Climate change documentary Kiss the Ground—which made its debut on Netflix last fall—is now being offered to schools for free. Backed by a slew of celebrities and activists, Kiss the Ground took seven years to make and focuses on regenerative agriculture as a means to move away from current, climate-damaging practices such as factory farming, use of pesticides, and fossil fuels. Directed by Rebecca and Josh Tickell, the film offers a variety of solutions to combat climate change, including improving rice cultivation, tree intercropping, and shifting to a diet rich in plants. Narrated by vegan actor Woody Harrelson, Kiss the Ground spotlights a variety of global activists working to save the world’s topsoil through regenerative practices and features appearances by actors Ian Somerhalder, Patricia Arquette, David Arquette, model Gisele Bündchen, and musician Jason Mraz, among others. 

Free for Schools
This month, Kiss the Ground: For Schools became available for free to all schools, teachers, students, and community educators. The 45-minute educational version of the film features additional scenes not included in the full-length version of the film such as an interview with actress and social justice advocate Rosario Dawson and Lakota tribe elder Tony Tenfingers.

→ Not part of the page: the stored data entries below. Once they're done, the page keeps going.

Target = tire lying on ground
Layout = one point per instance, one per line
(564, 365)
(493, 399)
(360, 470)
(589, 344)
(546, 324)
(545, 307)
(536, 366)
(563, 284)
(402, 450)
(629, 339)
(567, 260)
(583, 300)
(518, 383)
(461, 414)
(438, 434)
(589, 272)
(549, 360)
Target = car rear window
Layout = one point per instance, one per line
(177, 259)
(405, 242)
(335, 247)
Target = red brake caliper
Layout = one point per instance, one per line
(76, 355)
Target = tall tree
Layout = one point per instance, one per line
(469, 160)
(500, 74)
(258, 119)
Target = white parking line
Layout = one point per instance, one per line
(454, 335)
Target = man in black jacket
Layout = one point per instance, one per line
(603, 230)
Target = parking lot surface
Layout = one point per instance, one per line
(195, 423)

The educational film is also available in 18 languages, including English closed captions, Spanish, Mandarin, and Hindi. “’Kiss the Ground: For Schools represents a watershed moment for our country’s educational system,” Director Rebecca Tickell said. “This is the first time that climate change reversal through regeneration and drawdown will be taught in classrooms—both online and in person. The new version of the film for schools and the forthcoming curricula will provide powerful new tools to students everywhere.”

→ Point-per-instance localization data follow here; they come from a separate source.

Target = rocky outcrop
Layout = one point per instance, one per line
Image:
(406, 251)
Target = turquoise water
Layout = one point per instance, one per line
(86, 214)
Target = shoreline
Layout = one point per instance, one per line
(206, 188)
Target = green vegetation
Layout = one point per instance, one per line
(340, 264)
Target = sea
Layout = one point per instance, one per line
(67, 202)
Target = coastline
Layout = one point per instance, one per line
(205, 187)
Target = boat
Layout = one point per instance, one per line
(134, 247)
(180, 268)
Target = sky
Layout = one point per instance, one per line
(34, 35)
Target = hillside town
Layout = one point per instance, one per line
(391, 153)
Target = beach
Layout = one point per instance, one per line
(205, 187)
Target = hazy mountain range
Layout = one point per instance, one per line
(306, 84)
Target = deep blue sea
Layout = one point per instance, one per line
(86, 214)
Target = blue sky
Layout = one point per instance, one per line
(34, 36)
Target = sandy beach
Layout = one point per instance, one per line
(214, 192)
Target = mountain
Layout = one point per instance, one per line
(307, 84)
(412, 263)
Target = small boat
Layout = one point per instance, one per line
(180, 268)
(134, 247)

The film creators also partnered with the National Science Teaching Association (NSTA) to create supplementary teaching materials, such as lesson plans and student activity sheets, which will be available to educators in March ahead of Earth day through NSTA will also develop and distribute a follow-up curriculum on Earth Day, April 22, 2021. 

“Rebecca and I are proud to present this new version of Kiss The Ground for free and make it widely available online to 114,000 US schools and to over 35 million students nationally and millions more internationally,” director Josh Tickell said. “One of the key messages in our film is today’s youth are the best positioned leaders to implement the practices of regeneration and climate change reversal.”